28 Comments on “The Gift of Found Time”

  1. As I was about to post this, my dad wrote me an update. I am sharing it with you here:

    Today was a good day! preceded by a miserable week in terms of human relations, especially family, and work oriented stuff. I am tired, having been somewhat sleepless for the past few days but elated in terms of what I saw in our place of business today…my son smiling broadly, everyone in the shop engaged, professional and paying attention to their tasks, cheerful…getting things done. My soul is refreshed. From this environment came inspiration and paths to solutions of nagging problems.

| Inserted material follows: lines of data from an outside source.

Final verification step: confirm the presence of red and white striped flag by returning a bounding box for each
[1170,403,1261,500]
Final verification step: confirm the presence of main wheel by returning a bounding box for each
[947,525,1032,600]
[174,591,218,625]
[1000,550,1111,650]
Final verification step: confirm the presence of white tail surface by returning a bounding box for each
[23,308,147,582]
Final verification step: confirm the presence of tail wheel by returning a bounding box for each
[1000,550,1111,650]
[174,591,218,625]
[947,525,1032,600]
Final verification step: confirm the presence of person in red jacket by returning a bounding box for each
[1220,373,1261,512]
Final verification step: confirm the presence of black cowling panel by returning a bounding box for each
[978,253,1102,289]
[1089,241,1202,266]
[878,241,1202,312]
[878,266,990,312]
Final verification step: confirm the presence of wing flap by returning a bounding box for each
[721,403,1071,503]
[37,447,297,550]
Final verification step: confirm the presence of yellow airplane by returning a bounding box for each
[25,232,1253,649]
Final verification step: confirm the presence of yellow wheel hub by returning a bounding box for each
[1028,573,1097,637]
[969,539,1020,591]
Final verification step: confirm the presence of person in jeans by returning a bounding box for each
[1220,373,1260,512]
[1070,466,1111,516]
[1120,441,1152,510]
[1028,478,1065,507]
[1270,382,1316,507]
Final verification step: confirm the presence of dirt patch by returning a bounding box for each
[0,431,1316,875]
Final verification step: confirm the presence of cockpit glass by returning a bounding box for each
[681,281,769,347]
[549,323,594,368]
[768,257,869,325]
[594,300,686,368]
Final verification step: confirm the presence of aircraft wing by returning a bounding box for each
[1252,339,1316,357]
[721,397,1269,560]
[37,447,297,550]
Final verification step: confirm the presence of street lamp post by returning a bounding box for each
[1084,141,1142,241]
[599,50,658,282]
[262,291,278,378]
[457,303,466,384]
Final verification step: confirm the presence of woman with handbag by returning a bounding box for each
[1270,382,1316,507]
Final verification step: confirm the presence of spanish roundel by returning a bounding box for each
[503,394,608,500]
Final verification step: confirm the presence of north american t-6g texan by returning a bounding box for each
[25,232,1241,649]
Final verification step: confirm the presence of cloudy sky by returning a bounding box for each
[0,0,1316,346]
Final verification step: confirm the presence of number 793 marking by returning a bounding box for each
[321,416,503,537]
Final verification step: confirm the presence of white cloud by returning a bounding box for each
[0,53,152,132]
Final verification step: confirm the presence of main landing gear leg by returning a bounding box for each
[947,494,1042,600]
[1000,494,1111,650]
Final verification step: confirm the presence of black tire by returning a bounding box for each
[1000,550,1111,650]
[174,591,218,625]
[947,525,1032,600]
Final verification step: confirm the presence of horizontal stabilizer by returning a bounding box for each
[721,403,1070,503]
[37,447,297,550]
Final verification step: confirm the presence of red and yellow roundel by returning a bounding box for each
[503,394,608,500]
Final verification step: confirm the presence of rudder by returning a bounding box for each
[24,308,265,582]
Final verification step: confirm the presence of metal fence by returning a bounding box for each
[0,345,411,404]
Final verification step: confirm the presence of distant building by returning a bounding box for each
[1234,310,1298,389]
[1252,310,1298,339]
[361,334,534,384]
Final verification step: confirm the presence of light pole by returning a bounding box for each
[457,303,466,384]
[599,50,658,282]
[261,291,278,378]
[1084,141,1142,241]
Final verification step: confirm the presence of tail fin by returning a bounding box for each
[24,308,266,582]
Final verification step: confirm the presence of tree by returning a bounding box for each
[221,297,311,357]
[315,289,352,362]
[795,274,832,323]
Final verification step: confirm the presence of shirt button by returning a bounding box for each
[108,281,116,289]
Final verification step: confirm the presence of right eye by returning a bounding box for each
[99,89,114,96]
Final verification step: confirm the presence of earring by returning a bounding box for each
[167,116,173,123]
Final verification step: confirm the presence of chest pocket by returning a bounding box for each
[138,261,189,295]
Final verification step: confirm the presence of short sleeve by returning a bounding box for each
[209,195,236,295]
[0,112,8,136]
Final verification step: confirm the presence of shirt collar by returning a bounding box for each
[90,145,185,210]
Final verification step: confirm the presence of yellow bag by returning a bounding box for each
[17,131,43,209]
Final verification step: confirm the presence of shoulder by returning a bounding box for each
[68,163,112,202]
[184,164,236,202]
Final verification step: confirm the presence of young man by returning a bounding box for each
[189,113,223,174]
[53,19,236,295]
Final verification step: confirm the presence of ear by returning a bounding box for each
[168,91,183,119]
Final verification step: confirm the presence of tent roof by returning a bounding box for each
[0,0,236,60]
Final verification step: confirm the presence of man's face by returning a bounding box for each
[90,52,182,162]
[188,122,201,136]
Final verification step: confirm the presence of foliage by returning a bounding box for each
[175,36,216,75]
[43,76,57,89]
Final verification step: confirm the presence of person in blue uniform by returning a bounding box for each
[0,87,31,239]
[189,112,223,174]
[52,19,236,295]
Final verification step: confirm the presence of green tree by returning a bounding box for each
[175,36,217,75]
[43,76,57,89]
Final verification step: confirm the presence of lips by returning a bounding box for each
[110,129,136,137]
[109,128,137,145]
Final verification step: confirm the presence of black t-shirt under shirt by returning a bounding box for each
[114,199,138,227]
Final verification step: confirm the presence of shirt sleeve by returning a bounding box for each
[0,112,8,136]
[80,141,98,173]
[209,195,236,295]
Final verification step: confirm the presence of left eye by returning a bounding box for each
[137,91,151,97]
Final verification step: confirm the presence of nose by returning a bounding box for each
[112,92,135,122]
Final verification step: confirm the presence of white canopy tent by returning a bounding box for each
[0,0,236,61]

I am grateful…and happy, this was a special windfall! Betsy’s Dad

  2. What a delightful, poignant post! This really spoke to me, I guess because I’ve thought about these things many times, but never as eloquently as this. Betsy, you should turn this into an essay and submit it somewhere. There are magazines out there that would love this.

  3. I love this and as the To Do list of Christmas seems to be one item too many, I needed this reminder that our lives are precious and too short. Thanks to you and your dad for helping me find a little more of the time that has been here all along.

  4. I read this about 5 minutes after I found myself, sitting at my computer, thinking, man, I love my life. It is a life of found days lately, and although I know there will come an end to the whimsy, I am entrenched in the joy of right now. Your post seemed to be written for me today. thank you.

      1. “Surviving” sums it up well, I think.

        I have my reading for my masters thesis tomorrow, and then at least I’ll have a slightly lighter stress and workload.

  5. I’ve been thinking about your essay all day, Betsy. Finding moments, savoring them, realizing time is something I so often construct and then fight in my imagination. How much better to discover its gifts. Thank you!

    1. Katrina, the essay has been bubbling for a long time but it was reading your blog post about the Solstice and your decision to approach each activity surrounding the holidays consciously and with real attention and acceptance that helped me to get it out of my head and onto the screen. Glad you liked it.

    1. I think the thing that hits me too is that it is not only found time for my dad but for us to be together and connect more deeply. I know I have not used all the time well and want to do better. Thank you for commenting and sharing your own experience.

  6. Another great reflection. Joleen and I built in an extra day in Paris because of your experience

    Sent from Harald’s iPhone

  7. Dear Betsy,
    I sat down to write my blog about London and just saw this post as I went through my gmail alerts. It seems we are often on the same wave length. Time is a funny thing and I love the story about the day you “found” in Paris. My husband and I didn’t find a day in London, but an unscripted vacation reminded me of the last day you describe in Paris. I really enjoy your insight and appreciate your way with words. I loved this line: “The thing we remember most is how time moved slowly, like a river in August. Each minute drifted up to us, sank in, and then passed without urgency.” Thank you for this.
    Happy holidays,
    Kimberly 🙂

    1. Thanks, Kimberly. It’s great to hear from you. I”m heading over to your blog to check out London. Glad to hear you’ve had your own unscripted days. Happy Holidays to you too! Many blessings in the New Year.

  8. Lovely post, Elizabeth. One of my best found days was during a snow storm. My husband and I walked Chicago for hours and ended up at a German Irish pub called Gunter Murphy’s. We told stories filled with black humor and inappropriate insights and laughed, along with other patrons – strangers – until our sides hurt. Happy New Year.

    1. Thank you for sharing this, Victoria. There’s something about snow and walking and safe havens happened upon that create a world and space of their own. How wonderful for you to have discovered that. Happy New Year to you!